I mentioned mapserver because I’m wondering since TileDB has a mapserver example if anyone has looked at supporting a TileDB dimension from mapserver?
Indeed, TileDB currently does not support deleting previous images the way you want to. The quick workaround for now is the following:
Add a time dimension to the array schema. Each 2D image should be written in a dense slice like A[t, x_range, y_range] or A[x_range, y_range, t], where t is the timestamp of insertion. Make sure to set the tile extent to 1, or any number that is meaningful if you write and/or slice more images than one at a time.
TileDB stores the data of each write operation in a timestamped subdirectory inside the array directory. Each such subdirectory has name with format __t1_t2_uuid, where t1 and t2 are timestamps (which will be equal in your case if you do not run consolidation). Those timestamps are ms elapsed since 1970-01-01 00:00:00 +0000 (UTC). By listing your subdirectories in the console you can see them sorted in time (based on the name) and simply just remove the older subdirectories that you do not need. These deletions will not corrupt the array at all, and you will be able to see only your most recent images as desired.
I hope this helps. We are happy to add a more explicit API function to carry this out for you. If you could post this as a suggested feature on http://feedback.tiledb.com/ we will review it and schedule it.
that is an interesting use case you suggest, supporting a TileDB dimension from Mapserver. I have used Mapserver a lot in the past (https://mapserver.org/ogc/wcs_format.html) for serving time series data and I can look into creating a time series Mapserver demo with TileDB.
Are you able to share your existing map file so I can see what you are currently doing (or email me directly norman tiledb.com), but lets keep the general discussion on this forum.
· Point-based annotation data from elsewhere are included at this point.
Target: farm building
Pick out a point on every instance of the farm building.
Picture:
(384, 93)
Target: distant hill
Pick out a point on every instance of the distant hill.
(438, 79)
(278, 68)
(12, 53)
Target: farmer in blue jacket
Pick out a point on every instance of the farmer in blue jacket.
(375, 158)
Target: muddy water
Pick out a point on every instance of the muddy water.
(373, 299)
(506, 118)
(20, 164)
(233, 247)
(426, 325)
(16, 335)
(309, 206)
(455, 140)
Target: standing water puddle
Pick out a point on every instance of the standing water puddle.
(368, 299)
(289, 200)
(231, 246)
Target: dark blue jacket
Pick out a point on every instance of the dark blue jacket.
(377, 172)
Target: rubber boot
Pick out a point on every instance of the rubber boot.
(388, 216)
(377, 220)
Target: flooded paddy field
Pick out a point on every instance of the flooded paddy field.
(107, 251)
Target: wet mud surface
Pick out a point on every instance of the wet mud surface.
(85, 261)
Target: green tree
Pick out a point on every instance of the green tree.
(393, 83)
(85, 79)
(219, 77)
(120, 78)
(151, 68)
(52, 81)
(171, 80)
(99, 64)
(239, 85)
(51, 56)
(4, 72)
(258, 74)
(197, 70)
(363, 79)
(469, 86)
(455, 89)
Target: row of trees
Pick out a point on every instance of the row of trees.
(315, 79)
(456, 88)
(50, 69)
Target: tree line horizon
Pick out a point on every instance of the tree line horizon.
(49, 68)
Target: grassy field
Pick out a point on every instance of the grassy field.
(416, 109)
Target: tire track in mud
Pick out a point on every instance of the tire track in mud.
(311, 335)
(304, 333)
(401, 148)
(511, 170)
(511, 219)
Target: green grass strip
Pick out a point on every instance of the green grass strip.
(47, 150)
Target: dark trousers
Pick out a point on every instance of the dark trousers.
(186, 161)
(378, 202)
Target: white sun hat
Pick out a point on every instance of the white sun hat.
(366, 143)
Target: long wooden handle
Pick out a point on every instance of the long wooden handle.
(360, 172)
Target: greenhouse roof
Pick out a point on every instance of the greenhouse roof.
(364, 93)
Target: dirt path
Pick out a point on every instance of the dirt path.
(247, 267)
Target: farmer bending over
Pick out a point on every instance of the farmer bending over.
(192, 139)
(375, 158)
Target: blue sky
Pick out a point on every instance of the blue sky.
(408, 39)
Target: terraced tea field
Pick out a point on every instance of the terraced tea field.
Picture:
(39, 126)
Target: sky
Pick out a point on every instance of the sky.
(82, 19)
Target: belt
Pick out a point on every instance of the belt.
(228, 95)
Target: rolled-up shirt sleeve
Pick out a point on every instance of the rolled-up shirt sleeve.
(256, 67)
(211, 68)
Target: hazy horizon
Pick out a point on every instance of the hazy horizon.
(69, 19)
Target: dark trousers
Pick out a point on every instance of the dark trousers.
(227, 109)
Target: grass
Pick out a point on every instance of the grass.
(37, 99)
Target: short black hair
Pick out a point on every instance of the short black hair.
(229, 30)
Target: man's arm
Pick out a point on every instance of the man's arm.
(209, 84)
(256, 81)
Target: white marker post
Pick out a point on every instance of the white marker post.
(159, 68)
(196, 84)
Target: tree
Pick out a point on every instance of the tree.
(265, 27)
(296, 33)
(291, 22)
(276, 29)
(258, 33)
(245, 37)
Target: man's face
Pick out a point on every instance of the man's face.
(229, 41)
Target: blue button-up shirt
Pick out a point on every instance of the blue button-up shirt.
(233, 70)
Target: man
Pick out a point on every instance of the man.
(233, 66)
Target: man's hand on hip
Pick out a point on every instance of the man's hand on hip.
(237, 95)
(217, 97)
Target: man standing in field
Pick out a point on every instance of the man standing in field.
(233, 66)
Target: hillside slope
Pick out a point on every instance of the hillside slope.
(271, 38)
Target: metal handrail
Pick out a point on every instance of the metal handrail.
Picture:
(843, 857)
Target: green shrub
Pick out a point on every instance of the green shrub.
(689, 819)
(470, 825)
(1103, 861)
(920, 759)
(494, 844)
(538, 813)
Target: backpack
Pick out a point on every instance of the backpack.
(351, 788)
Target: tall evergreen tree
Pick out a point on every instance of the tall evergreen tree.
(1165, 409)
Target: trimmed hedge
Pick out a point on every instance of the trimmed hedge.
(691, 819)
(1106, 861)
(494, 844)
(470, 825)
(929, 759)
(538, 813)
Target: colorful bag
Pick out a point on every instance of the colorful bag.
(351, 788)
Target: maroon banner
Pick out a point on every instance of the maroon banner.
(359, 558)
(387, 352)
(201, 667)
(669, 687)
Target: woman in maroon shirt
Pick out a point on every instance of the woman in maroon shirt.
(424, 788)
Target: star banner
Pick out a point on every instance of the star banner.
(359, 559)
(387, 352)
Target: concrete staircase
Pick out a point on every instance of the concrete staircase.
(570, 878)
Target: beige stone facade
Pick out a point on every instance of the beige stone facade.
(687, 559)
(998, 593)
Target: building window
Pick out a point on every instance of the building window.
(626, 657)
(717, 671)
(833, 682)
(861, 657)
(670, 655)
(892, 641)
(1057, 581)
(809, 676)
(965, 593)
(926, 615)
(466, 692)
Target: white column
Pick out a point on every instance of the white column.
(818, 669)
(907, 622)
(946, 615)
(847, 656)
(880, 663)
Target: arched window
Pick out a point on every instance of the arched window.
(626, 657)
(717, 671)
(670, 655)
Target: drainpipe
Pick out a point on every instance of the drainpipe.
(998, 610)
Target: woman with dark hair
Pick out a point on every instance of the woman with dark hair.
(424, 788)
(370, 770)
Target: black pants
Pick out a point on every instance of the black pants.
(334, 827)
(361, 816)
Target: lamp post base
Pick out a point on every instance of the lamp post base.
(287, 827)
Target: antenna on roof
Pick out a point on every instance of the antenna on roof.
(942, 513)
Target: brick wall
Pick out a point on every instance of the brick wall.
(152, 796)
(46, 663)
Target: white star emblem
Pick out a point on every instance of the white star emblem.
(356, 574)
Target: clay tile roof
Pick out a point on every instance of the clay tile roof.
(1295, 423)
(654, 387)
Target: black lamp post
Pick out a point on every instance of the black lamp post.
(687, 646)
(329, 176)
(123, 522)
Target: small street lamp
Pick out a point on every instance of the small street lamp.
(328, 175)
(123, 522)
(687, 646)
The main issues (besides my lack of experience with mapserver and tiledb) I have are that the data I want to serve is in a non-EPSG projection and I would like to avoid resampling it. The other issue is not knowing what’s possible by pointing to a TileDB backend. I liked what I saw from TileDB and where it seems TileDB is going so wanted to try it out. The other is really not understanding if or how mapserver supports updating data sources in the time dimension (wms_timeextent).
I based what I have so far on the existing example on the tiledb docs:
LAYER
NAME "goes16_fldk_true_color"
TYPE RASTER
DATA "/data/goes16_fldk_true_color"
OFFSITE 0 0 0
PROJECTION
# "+proj=geos +sweep=x +lon_0=-75 +h=35786023 +x_0=0 +y_0=0 +ellps=GRS80 +units=m +no_defs"
AUTO
END
METADATA
"wms_title" "CSPP Geo Geo2Grid GOES-16 Full Disk True Color"
"wms_timeextent" "2019-01-01/2021-01-01"
#"wms_timedefault" "2019-05-01 10:11:12"
"wms_timeitem" "TIFFTAG_DATETIME"
"wms_enable_request" "*"
END
FILTER (`[TIFFTAG_DATETIME]`=`2019-02-01 01:02:03`)
END
If I have to make a shapefile to specify the time indexing then that’s too bad but I understand. I wonder if the TileDB GDAL driver could be updated/changed (if needed) to filter queries by dimension (like time or elevation) like PostGIS can (from what I’ve read).